Cultura e Spettacoli

Barbellion, caro e maledetto "Diario di un uomo deluso"

Naturalista per vocazione e poeta della propria vita (brevissima), è un classico del Novecento inglese

Barbellion, caro e maledetto "Diario di un uomo deluso"

Si chiamava Bruce Frederick Cummings, ma preferì che gli altri lo chiamassero W.N.P. Barbellion. E già la scelta di questo pseudonimo ci dice qualcosa di lui. W. sta per Wilhelm, N. per Nerone e P. per Pilato. Wilhelm potrebbe essere il Wilhelm Meister di Goethe, colui che voleva fondere realtà e finzione, uccidendo l'una e l'altra, oppure, chissà, Guglielmo il Conquistatore (le scarne schede biografiche sul Nostro non si sbilanciano), ma quanto a Nerone e Pilato, nessun dubbio: sono universalmente classificati tra le figure più oscure e maledette della Storia. Per contro, «Barbellion» era il nome di un'ottima panetteria di Londra. Come a dire: io sono il male e il bene, la morte e la vita...

Lui era espertissimo in entrambe le materie: visse soltanto trent'anni, tormentato da una dozzina di malattie in un crescendo culminato con la sclerosi multipla, eppure li assaporò quasi fino all'ultima goccia, quei trent'anni. Il suo Diario di un uomo deluso, prima delle ultime sei, definitive parole che non sono un commiato, bensì un urlo di dolore, si chiude così: «Ho soltanto ventotto anni, ma ho vissuto intensamente e indagato a fondo la vita come fosse durata di più: ho amato, mi sono sposato, ho una famiglia, ho pianto, ho gioito, ho lottato e ho vinto, e quando arriverà la mia ora, sarò contento di morire».

Nato a Barnstaple, cittadina inglese del Devon, il 7 settembre 1889, come tanti bambini di campagna si divertiva a scovare i nidi degli uccelli. Ma per lui quel gioco infantile fu il primo passo verso una vocazione irresistibile, quella del naturalista che lo portò, da studioso dilettante che per raccattare qualche sterlina si piegò alla professione di giornalista, a lavorare al British Museum, nella sezione zoologica. Dell'altra sua vocazione, quella letteraria, era invece meno consapevole. Ma qui, nel Diario di un uomo deluso ora riproposto da Castelvecchi (con troppi disturbanti refusi - pagg. 305, euro 19,50, traduzione di Serena Vischi) il lettore trova il pane fragrante di una scrittura che si muove, per improvvisi scarti e fulminanti illuminazioni, dal registro tragico a quello ironico, dai bozzetti di vita quotidiana a liriche aperture paesaggistiche, dall'invettiva contro un medico ciarlatano all'elegia in onore di una dolce signorina. La rassicurante provincia e la straniante Londra accompagnano le esplosioni di entusiasmo panico e i momenti di depressione urbana. La miracolosa medicina della musica (Beethoven, Chopin...) ascoltata all'«Albert Hall» o alla «Queen's Hall» è diluita nella preoccupazione per la guerra. I pochi amici, un Dio di volta in volta maledetto per il dolore che semina o invocato per la speranza che instilla, il matrimonio prima temuto e poi accettato. Infine, la nascita di una bimba, estremo lascito sano e innocente di un uomo malato e che si sentiva profondamente colpevole di egocentrismo.
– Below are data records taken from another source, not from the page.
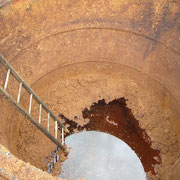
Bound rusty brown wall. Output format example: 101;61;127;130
0;0;180;179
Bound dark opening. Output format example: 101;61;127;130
60;98;161;174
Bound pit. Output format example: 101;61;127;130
0;0;180;179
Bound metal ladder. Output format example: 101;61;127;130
0;0;12;7
0;55;69;152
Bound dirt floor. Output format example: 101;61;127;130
14;68;179;179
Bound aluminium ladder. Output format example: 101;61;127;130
0;55;68;152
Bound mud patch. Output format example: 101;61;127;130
59;98;161;175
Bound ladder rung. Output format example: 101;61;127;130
39;104;42;124
47;113;50;131
4;69;11;90
29;94;33;114
17;82;22;103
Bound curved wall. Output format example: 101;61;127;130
0;0;180;179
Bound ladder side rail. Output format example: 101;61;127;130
0;55;68;131
0;86;66;151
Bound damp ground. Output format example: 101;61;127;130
59;131;146;180
60;98;161;175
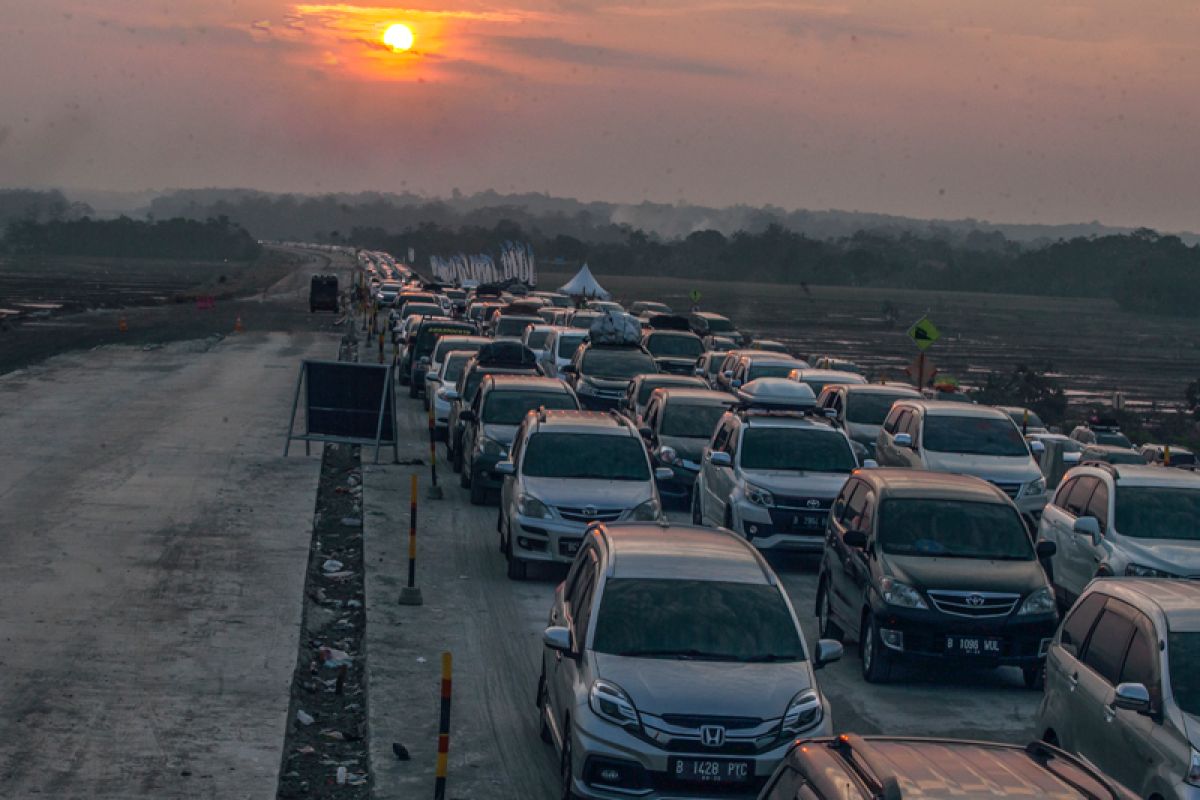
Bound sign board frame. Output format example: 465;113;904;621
283;360;400;464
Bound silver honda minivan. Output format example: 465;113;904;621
536;521;841;798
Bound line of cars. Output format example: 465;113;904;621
369;263;1200;799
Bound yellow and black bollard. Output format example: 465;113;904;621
433;652;452;800
400;475;421;606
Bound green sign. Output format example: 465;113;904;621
908;317;942;350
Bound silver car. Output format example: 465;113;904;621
1038;579;1200;800
493;409;672;581
1038;462;1200;603
538;522;841;799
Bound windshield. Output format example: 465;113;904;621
592;578;804;662
496;317;541;336
581;348;659;379
526;331;550;350
521;433;650;481
1116;484;1200;542
923;414;1030;456
484;391;580;425
878;499;1034;561
1166;633;1200;714
846;392;912;425
739;427;858;473
746;363;796;381
659;403;728;441
646;333;704;359
558;333;583;359
1094;431;1133;447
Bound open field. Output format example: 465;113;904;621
539;271;1200;411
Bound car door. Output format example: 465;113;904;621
1067;599;1136;771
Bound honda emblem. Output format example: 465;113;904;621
700;724;725;747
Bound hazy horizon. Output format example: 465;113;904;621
9;0;1200;231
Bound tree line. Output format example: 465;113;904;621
0;217;263;261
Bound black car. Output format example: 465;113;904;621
816;469;1058;688
562;342;659;411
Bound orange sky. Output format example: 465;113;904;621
0;0;1200;230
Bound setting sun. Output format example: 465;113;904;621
383;23;422;50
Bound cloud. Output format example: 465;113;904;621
488;36;739;77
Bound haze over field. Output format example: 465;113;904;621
7;0;1200;230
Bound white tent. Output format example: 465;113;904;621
558;264;611;300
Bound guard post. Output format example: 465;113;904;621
400;475;422;606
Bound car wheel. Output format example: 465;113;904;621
858;613;892;684
538;668;554;745
463;470;487;506
817;578;844;642
558;728;576;800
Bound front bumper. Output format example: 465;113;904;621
872;603;1058;667
571;698;833;800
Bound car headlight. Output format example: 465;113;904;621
588;679;642;728
880;578;929;608
780;690;824;739
517;492;550;519
479;437;509;458
745;483;775;509
634;498;662;522
1126;564;1175;578
1016;587;1056;614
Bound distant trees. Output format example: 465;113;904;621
2;217;262;260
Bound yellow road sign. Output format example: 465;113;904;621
908;317;942;350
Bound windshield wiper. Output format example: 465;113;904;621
617;648;742;661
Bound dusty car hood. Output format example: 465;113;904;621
524;477;654;509
882;554;1046;596
742;469;850;498
922;450;1042;483
594;652;812;720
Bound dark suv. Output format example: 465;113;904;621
816;469;1058;688
563;342;659;411
758;735;1136;800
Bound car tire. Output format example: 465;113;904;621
858;613;892;684
817;578;845;642
463;470;487;506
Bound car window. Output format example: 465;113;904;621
1061;591;1109;652
1084;600;1133;685
1084;481;1109;531
1117;614;1162;709
1063;475;1098;517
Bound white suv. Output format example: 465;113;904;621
1038;462;1200;603
875;399;1046;518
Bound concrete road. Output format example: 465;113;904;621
0;333;337;799
364;388;1040;800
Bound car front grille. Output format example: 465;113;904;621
926;589;1021;619
558;506;625;522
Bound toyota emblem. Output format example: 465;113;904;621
700;724;725;747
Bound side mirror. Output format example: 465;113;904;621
541;625;571;652
1072;517;1104;545
1112;684;1150;714
841;529;866;549
812;639;845;669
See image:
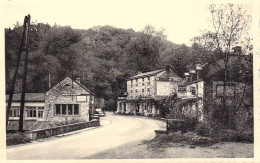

Kerouac, Nabokov, Orwell, Wells (del quale qui leggiamo la prefazione) ebbero caro questo libro-confessione-testamento. Altri lo considerarono, visto l'anonimato dell'autore (al netto di alcuni articoli scientifici), un romanzo con al centro un bizzarro e sfortunato personaggio. Questi ultimi, inconsapevolmente ne diedero la lettura più calzante.

Perché Barbellion, pur senza mai recitare, è un grande autore postumo.